What Happens to Recycled Cars
Some environmentalists are frustrated with the car industry’s seemingly slow development of fuel-efficient cars and all-electric vehicles. But the greens can at least take comfort in knowing the extent of car recycling.
The United States Council for Automotive Research estimates 95 percent of cars are at least partially recycled. Moreover, the U.S. Environmental Protection Agency claims 99.2 percent of car batteries are recycled. Both figures are higher than the recycling levels for any other product measured by the EPA. By comparison, 54 percent of paper is recycled, and 37 percent of plastic soda bottles avoid the landfill.
How are Cars Recycled?
But you can’t stuff a car in a recycling bin. So how are cars recycled? The process starts at the junk yard, where most cars are taken whether they are abandoned, donated to charities or sold directly to the junk yard.
Junk yards, also known as scrap yards or salvage yards, pull the car apart. They first drain the fluids and dispose of them, according to strict EPA guidelines. Some can be reused. There is a growing market in “re-refining" motor oil.
Then they salvage all the useful parts for resale or reuse in manufacturing. The high amount of valuable, reusable material makes car recycling profitable, unlike some other product recycling, which often relies on public subsidies.
Some salvage yards directly sell remaining parts of the recycled cars. Others leave parts in the cars and charge a flat fee for mechanics, hobbyists and others to pick apart the cars. Either way, the recycled cars are basically stripped down to the shell and crushed.

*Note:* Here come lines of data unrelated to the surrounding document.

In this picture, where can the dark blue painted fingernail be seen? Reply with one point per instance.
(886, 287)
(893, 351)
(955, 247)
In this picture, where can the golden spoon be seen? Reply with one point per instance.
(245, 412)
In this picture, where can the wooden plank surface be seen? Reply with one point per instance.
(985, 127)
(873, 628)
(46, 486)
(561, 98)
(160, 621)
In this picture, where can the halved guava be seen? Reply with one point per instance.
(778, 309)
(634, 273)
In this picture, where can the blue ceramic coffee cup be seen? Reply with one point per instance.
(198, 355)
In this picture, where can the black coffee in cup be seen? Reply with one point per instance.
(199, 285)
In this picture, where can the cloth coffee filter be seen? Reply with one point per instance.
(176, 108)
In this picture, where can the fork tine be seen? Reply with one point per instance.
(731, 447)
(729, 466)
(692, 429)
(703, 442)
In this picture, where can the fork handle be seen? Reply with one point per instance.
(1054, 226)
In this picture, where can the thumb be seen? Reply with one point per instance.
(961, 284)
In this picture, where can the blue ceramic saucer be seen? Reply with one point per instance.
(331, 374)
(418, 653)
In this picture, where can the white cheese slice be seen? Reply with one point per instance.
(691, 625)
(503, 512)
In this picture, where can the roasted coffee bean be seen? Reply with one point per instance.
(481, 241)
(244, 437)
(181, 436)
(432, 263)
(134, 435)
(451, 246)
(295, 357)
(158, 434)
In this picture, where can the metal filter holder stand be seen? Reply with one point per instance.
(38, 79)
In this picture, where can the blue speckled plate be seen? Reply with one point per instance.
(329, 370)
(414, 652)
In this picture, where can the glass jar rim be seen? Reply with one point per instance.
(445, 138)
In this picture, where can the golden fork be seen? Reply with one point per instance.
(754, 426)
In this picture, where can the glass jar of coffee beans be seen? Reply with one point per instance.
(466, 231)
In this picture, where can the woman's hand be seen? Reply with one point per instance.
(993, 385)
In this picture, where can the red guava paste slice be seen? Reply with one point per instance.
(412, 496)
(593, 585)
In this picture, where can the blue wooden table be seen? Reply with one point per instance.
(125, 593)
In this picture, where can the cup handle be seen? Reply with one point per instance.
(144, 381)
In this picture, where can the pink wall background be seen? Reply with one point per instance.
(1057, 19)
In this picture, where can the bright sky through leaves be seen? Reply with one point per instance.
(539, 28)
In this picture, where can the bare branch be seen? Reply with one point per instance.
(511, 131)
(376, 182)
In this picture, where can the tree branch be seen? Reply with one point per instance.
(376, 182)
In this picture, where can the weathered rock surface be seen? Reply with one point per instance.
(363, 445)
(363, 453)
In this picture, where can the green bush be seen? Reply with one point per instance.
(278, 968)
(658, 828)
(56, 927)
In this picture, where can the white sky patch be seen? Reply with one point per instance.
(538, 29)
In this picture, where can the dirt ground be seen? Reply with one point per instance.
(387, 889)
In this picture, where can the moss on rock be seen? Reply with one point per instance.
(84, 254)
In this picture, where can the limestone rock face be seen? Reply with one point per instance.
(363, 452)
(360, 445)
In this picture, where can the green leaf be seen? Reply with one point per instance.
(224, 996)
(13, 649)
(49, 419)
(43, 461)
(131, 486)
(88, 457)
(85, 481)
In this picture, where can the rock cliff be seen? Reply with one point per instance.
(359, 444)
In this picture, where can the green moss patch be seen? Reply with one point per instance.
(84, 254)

That’s how you get the “Wall-E"-style cubes of recycled car.
Magnets and complex machines pull the metal away from the cloth seats, rubber filling and leather and plastic parts. Unfortunately, these materials compose up to 25 percent of the “cube," and they are typically tossed in a landfill.

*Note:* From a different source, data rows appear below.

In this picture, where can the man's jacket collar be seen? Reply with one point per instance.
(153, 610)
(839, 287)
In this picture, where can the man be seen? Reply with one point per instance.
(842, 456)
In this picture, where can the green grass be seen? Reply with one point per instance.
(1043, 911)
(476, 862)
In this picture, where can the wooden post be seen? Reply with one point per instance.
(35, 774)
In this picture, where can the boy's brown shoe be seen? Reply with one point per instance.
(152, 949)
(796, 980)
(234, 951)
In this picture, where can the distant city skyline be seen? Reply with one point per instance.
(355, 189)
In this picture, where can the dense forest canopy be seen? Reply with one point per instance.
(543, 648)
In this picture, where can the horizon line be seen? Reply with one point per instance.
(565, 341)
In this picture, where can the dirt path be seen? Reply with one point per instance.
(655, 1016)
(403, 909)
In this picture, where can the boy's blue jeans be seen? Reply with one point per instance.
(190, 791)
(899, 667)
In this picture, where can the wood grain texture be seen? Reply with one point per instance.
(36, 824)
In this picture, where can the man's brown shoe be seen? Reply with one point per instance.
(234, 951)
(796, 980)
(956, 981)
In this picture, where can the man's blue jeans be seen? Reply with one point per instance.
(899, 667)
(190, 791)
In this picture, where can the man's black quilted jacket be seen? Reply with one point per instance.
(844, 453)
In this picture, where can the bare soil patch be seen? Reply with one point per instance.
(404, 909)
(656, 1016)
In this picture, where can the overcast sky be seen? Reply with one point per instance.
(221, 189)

The metal is sold for reuse. The car industry is working to provide for easier recycling of the other parts. General Motors, Volkswagen and Mazda are among the companies working to decrease the percentage of a recycled car that ends up in a landfill. For example, Mazda aims to recycle 90 percent of each car by designing parts to be dismantled more easily and using similar plastics throughout the car to help ease separation for recycling.
Meanwhile, USCAR is working with Argonne and the American Chemistry Council on a more efficient system for dismantling recycled cars and separating the various materials.